Personal information
- Full name: Niroshan S de Silva
- Born: 29 August 1971 (age 55) Colombo, Western Province, Ceylon
- Batting: Left-handed
- Bowling: Leg break
- Relations: Somachandra de Silva (father) Hemachandra de Silva (uncle) Premachandra de Silva (uncle)

Domestic team information
- 1999: Shropshire
- 2000/01: United States

Career statistics
| Competition | List A |
| Matches | 1 |
| Runs scored | 0 |
| Batting average | – |
| 100s/50s | –/– |
| Top score | 0* |
| Balls bowled | 36 |
| Wickets | 1 |
| Bowling average | 17.00 |
| 5 wickets in innings | – |
| 10 wickets in match | – |
| Best bowling | 1/17 |
| Catches/stumpings | –/– |
- Source: Cricinfo, 10 July 2019

= Niroshan de Silva =

Sri Lankan-born American cricketer

Niroshan S de Silva (born 29 August 1971) is a Sri Lankan-born American former cricketer.

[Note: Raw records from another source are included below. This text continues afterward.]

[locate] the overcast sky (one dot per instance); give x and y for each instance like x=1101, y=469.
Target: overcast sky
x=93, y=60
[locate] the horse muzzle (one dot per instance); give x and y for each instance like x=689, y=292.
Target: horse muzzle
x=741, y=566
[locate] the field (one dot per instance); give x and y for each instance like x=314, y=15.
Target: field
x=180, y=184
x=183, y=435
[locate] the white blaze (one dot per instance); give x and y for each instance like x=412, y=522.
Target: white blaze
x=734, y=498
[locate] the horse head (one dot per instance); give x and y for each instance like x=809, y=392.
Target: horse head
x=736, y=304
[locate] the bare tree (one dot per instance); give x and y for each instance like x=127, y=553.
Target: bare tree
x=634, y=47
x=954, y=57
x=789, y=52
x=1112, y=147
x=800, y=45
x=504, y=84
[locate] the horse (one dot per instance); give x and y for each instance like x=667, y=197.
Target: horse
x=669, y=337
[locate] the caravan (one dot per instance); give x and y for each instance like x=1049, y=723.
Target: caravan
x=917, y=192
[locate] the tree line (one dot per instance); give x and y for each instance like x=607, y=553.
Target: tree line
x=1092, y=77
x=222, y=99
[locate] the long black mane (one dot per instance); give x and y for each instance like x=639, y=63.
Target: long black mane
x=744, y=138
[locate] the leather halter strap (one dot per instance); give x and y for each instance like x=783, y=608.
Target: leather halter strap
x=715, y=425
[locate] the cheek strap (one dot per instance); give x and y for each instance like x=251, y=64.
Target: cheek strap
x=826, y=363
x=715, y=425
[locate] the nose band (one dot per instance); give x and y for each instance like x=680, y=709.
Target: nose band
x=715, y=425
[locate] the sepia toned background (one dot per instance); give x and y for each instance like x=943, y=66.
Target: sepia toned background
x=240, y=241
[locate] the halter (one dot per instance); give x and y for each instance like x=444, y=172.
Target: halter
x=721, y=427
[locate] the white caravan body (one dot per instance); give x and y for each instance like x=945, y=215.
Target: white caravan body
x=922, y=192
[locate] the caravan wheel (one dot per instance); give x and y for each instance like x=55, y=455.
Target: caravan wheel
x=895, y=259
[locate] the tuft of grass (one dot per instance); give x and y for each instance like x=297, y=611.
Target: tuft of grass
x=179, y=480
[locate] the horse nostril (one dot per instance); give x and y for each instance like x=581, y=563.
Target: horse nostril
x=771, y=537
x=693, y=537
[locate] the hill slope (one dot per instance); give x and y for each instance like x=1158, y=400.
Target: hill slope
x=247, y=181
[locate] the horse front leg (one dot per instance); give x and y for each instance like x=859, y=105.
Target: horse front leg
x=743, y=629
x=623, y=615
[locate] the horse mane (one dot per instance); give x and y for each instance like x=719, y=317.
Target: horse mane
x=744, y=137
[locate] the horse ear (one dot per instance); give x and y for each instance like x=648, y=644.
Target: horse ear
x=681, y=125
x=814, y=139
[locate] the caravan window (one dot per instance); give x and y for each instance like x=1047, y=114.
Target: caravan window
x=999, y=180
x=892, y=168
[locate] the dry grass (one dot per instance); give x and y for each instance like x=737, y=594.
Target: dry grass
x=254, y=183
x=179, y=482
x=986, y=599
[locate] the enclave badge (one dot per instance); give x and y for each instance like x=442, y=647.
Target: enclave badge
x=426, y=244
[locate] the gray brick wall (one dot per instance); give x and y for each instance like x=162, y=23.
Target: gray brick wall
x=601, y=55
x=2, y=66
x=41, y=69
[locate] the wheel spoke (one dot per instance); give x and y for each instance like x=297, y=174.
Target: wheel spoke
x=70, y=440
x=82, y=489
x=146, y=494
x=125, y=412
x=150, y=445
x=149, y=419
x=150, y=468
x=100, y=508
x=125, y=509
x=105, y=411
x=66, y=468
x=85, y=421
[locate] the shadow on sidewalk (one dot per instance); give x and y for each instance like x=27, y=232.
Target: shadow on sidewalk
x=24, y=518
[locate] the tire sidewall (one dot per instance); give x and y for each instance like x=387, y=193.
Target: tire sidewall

The son of the Test cricketer Somachandra de Silva, he was born at Colombo in August 1971. He played minor counties cricket in England for Shropshire from 1999, making a single appearance in the MCCA Knockout Trophy. He later moved to the United States, where he played a single List A one-day match for the United States against Barbados at Jamaica in the 2000–01 Red Stripe Bowl. He took a single wicket in the match with his leg break bowling, dismissing Dale Richards to finish with match figures of 1 for 17 from six overs. His uncles, Hemachandra de Silva and Premachandra de Silva, were also cricketers.